The upper and lower extremities always work together during tennis shots and the patterns of the core muscles are just the link that connects them. If the system is effective in ensuring that a player gets up to the ball in time, in balance and in the best possible position to hit the ball. Also, in modern tennis, strength training plays an important role and is essential to improve the depth of shots as straight in today’s tennis. Exercises such as arm-stretching on Chest Press Artis (for an isolated training of the kinetic chain of stretching of the upper limbs) or on Kinesis One (from standing and therefore requiring the stabilization of the core muscles) and a series of bust flexes on Total Abdominal Artis for example can improve the power of the shot.
Physical preparation is an integral part of specific training for playing tennis to improve your skills. A player must be strong, but not like a weightlifter, fast, but not as a hundred metre sprinter and resistant, but not like a marathon runner. This training program prepares your body for better performance during the match. For exercises that are targeted and functional to the technique and the game on the pitch, nothing is better than Kinesis  Personal. The total freedom of movement granted by the patented FullGravity technology allows the trainee to move through the three dimensions of the space, moving all the kinetic chains of the body. A good 30-minute workout could be:
  • Arm rotations on Kinesis Personal, 2 sets of 8 reps with 40-second recovery
  • Extra arm rotation on Kinesis Personal, 2 sets of 8 reps with 40-second recovery
  • 5 minutes of cardio preparation on Excite TOP allows you to better activate the muscles of the upper body involved in tennis activity.
  •  Chest press Pure, 2 sets of 8 reps with 40-second recovery
  • Wide Grip Tractions on Row Pure, 2 sets of 10 reps with 40-second recovery
  • Shoulder press Pure, 2 series of 10 reps with 40-second recovery
  • Bust flexes on Abdominal Crunch Sel, 2 sets of 10 reps with 40 seconds each

The Handles

Handle: we can predict two, continental for the right hand, while eastern for the left, that we will take care to put over the right on the handle of the racket. Once the racket is held, we are ready to bring it back in a linear way and with a simple movement, keeping the arms quite outstretched and the elbows not too bent.
At the impact with the ball, it is crucial to keep the plane of the strings well, which must be facing the field. Better then to use your wrists a little, and hold them so you have the racket with the string plate parallel to the net for all the impact movement. This way the ball should come out straight with a big push and end up in the other half of the court.
Any other things to know about the two-handed backhand? If we start from scratch, it’s easier to learn than the classic backhand, and “forgive” more. In the sense that it has many of the advantages of a straight and allows you to get to the ball even if we started not quite in a lightning-fast way or if the ball is very high or very low. A versatility that is not characteristic of the backhand to one hand.
Between the cons of the two-handed backhand instead, there is certainly the position of our body as a whole, more rigid than the elegance of the one-handed backhand. A few decades ago, it was said that the two-handed backhand was disadvantageous because it forced the player to get better on the ball to be able to hit it since with two hands there is less extension. Decades of champions and amateurs who have practiced the shot prove the opposite: with the backhand to one hand, flat, in topspin, you are forced to get well directed on the ball, because it must be taken by force in front of the body.
Moreover, as previously mentioned, with the backhand to two hands even arriving more roughly on the ball “playing” with the wrists and hands you can play a good shot. Important to remember for those who approach tennis, beyond the choice between a two-handed backhand or a hand, it is still essential to know how to handle the backhand with a cut hand, because that is the shot that allows you to play many of the balls out of position: too high, too low, too far.

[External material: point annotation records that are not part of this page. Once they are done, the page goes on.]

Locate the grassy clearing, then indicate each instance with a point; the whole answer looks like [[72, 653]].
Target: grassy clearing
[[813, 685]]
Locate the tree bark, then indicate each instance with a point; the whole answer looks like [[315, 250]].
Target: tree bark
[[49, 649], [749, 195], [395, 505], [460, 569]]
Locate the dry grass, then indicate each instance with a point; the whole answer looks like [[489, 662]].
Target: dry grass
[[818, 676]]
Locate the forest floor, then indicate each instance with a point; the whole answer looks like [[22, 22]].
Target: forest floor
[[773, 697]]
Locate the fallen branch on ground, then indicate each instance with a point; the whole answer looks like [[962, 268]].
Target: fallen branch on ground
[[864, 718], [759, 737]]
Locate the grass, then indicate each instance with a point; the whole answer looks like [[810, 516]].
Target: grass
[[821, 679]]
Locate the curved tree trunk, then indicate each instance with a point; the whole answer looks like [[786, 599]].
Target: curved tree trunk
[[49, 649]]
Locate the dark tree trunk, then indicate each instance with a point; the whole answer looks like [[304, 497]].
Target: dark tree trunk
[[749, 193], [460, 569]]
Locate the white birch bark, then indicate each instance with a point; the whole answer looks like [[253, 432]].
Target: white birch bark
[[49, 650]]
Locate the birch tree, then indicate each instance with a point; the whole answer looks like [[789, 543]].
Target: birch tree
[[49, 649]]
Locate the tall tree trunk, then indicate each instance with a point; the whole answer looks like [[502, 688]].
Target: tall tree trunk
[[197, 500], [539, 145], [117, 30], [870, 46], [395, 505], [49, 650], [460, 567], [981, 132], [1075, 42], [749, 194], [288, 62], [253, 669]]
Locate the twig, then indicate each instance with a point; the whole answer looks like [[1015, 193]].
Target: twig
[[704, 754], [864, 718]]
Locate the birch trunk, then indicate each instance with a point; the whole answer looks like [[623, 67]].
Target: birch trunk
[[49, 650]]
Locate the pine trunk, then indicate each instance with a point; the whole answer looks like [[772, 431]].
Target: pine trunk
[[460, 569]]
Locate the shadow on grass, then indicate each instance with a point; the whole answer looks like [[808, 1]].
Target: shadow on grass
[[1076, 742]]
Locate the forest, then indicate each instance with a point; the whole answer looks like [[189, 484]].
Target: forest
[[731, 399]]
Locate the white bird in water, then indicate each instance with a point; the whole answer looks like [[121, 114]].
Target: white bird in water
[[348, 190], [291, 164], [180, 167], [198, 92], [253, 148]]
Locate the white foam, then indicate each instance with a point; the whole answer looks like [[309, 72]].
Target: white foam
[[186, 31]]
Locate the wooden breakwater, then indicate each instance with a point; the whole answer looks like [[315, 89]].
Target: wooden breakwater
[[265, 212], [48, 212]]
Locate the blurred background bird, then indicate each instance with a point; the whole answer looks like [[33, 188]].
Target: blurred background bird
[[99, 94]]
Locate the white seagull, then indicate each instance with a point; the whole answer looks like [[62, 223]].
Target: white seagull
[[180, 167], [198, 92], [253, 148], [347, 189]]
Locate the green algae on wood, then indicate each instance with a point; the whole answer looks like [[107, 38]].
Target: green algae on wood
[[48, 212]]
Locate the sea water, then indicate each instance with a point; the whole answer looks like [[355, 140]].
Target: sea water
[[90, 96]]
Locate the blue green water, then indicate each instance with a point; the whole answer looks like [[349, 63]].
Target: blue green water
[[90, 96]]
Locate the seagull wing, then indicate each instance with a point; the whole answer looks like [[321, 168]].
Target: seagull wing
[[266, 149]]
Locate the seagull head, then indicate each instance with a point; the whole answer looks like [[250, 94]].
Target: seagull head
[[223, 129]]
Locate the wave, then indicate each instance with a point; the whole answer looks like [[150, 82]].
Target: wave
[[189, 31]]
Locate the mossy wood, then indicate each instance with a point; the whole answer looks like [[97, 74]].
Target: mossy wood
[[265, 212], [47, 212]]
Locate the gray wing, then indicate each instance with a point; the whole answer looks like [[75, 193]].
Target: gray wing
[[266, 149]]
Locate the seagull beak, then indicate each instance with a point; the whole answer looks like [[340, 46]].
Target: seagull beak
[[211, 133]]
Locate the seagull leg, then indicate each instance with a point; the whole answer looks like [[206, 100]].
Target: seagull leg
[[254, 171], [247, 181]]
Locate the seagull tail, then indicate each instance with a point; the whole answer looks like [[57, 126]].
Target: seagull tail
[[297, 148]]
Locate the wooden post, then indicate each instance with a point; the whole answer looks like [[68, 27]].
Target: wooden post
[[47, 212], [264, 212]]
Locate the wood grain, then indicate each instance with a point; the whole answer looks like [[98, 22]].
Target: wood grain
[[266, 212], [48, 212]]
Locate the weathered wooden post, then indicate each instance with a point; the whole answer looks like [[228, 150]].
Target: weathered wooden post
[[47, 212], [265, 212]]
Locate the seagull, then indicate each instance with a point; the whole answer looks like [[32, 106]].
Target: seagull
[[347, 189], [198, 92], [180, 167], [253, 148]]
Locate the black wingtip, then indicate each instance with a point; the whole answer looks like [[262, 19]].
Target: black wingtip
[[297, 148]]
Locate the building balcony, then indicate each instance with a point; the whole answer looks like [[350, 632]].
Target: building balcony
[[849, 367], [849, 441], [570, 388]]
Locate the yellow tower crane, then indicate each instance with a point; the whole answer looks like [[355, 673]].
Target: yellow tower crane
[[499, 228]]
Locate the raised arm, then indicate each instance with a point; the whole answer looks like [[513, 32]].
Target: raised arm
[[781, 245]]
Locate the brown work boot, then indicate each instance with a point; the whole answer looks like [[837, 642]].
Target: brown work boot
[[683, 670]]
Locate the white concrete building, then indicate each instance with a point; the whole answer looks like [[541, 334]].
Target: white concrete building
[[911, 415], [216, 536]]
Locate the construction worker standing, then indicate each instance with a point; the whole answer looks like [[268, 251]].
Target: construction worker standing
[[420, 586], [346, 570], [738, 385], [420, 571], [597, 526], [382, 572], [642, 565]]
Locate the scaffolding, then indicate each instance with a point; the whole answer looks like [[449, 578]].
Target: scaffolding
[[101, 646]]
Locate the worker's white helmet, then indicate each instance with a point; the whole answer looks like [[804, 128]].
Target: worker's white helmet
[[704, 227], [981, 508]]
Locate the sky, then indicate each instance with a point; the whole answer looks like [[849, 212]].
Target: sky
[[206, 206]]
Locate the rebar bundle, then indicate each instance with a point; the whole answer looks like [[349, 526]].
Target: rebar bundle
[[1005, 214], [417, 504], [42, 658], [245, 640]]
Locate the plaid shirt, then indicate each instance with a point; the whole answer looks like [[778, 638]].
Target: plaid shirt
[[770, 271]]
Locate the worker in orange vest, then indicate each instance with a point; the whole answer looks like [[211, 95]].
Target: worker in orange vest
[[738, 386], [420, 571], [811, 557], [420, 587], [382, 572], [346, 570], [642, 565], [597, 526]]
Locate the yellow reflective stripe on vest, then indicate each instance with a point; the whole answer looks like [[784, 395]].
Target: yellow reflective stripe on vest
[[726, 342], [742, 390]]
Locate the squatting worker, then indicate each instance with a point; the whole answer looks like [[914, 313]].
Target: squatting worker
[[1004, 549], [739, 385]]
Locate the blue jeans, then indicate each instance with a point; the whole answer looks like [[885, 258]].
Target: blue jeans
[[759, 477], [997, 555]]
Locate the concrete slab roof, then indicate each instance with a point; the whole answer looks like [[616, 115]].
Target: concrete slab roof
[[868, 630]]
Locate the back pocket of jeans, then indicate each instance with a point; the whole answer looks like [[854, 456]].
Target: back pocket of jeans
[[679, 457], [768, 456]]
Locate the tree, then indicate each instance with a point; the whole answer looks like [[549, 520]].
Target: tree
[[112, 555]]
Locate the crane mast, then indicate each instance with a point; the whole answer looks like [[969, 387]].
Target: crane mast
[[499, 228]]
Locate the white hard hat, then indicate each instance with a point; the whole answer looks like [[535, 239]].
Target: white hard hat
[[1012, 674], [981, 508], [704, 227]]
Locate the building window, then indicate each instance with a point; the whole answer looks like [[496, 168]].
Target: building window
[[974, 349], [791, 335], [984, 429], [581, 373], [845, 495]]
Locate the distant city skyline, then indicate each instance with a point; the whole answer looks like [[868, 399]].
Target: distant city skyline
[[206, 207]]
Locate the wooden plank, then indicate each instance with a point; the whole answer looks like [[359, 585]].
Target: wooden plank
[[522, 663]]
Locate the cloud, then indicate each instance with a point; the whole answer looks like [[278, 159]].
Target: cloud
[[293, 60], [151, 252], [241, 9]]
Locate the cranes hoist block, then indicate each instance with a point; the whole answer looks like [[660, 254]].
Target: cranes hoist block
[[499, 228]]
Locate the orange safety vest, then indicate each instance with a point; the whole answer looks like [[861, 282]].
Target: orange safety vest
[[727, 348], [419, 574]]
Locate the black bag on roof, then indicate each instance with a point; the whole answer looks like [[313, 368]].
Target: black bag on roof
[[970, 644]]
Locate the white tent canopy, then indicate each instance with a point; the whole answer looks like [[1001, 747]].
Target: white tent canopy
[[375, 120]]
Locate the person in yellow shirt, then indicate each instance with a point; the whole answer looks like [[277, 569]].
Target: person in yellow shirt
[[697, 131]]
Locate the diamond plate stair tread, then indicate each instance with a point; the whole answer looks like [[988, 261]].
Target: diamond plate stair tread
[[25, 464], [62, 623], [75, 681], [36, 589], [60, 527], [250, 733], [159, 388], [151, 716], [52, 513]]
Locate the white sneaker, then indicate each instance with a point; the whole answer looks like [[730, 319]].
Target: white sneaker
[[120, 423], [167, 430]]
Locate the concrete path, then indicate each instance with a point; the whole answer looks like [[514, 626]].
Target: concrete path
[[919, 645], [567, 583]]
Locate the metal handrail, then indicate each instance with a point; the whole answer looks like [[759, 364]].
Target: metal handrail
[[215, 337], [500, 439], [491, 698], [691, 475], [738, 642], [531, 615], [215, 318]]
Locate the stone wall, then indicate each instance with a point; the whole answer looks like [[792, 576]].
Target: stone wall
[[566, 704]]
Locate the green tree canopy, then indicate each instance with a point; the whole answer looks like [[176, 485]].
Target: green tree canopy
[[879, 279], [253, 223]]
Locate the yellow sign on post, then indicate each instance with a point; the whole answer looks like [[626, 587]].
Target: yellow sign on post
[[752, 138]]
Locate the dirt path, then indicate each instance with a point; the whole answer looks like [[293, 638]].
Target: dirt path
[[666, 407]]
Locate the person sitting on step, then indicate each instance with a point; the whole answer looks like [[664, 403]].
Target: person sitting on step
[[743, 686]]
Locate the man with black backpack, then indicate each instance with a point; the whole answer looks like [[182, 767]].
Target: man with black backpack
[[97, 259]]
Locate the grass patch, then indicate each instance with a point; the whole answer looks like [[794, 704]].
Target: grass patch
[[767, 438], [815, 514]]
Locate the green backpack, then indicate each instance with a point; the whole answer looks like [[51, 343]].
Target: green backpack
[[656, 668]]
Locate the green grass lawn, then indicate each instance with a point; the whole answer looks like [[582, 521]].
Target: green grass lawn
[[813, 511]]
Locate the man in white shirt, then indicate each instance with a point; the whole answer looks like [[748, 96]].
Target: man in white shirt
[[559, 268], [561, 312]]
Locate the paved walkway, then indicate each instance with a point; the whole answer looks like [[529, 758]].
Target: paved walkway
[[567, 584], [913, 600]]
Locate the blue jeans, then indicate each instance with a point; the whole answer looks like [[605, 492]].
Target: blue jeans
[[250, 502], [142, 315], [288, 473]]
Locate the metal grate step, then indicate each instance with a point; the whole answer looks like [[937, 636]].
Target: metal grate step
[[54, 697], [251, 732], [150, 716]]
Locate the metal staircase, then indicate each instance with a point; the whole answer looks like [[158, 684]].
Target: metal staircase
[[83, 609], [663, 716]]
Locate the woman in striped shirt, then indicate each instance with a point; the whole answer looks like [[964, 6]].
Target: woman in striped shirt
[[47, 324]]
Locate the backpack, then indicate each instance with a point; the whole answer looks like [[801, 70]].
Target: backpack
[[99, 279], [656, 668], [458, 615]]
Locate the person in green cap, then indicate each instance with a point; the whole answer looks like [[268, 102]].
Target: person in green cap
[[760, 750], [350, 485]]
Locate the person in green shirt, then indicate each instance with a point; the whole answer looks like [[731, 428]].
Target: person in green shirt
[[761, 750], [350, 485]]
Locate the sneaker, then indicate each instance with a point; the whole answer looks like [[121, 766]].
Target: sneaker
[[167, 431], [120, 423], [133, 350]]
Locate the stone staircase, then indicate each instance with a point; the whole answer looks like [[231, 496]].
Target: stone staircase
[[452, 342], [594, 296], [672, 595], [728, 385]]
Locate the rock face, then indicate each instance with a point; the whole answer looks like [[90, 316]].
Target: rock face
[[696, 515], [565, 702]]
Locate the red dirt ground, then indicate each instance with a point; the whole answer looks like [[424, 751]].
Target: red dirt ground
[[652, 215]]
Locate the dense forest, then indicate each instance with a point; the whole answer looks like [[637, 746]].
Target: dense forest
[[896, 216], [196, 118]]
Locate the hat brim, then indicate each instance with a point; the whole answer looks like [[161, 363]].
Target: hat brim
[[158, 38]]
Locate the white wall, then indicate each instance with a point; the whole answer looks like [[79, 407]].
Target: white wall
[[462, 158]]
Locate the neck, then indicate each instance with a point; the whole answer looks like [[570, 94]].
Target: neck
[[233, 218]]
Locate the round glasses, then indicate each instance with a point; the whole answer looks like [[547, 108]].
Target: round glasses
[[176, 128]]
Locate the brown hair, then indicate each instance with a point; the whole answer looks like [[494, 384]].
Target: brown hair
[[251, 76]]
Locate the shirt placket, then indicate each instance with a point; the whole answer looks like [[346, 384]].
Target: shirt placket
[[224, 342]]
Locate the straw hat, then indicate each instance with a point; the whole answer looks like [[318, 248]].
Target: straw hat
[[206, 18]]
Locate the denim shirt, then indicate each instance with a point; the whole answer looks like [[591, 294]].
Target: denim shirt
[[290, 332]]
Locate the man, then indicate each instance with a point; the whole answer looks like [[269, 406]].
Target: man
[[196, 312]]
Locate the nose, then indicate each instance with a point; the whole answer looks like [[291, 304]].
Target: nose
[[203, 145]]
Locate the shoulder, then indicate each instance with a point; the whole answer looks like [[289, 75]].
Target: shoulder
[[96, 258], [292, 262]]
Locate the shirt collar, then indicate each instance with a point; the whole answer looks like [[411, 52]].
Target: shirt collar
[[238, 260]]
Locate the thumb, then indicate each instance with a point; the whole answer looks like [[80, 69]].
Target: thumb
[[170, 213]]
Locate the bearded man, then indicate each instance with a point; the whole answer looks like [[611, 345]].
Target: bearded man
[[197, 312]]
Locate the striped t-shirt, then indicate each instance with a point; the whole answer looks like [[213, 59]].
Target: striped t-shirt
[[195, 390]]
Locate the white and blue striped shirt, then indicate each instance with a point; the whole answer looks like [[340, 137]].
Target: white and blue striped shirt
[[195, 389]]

The story of the two-handed backhand

Already in the 30s of the last century, thanks to the insights of Vivien McGrath and John Edward Bromwich, which is affirmed both in international competitions and among amateurs since the 70s. Of course, in the ’60s there were some exceptions, such as the Ecuadorian tennis player Pancho Segura or the Italian Giuseppe Merlo, which exploit the practicality and power of two hands in reverse.
The two-handed backhand at the time is not yet a blow that everyone tries, both for reasons of practicality and opportunity. It is with Björn Borg, however, that everything changes. The Swede has dominated world tennis since the mid-1970s for about a decade and plays both straight and backhanded two-handed topspin. It is a small revolution born from a practical need: the wooden racquet he used weighed too much, better to hold it with two hands than with one. But Borg is not alone: even Jimmy Connors – his rival at the time – usually uses the backhand with two hands, and Connors himself will be the first tennis player at number one in the ATP ranking with that kind of “move” in the repertoire.
The two-handed backhand just in those years between the ’70s and ’80s is going from underground to mainstream: now it’s a customs-free style, that chooses both the champions who triumph over the green of Wimbledon and the fans. From then on it will be a crescendo in popularity until the domination in the 90s with the Bollettieri school players – André Agassi and Jim Courier above all – at the top of the world rankings.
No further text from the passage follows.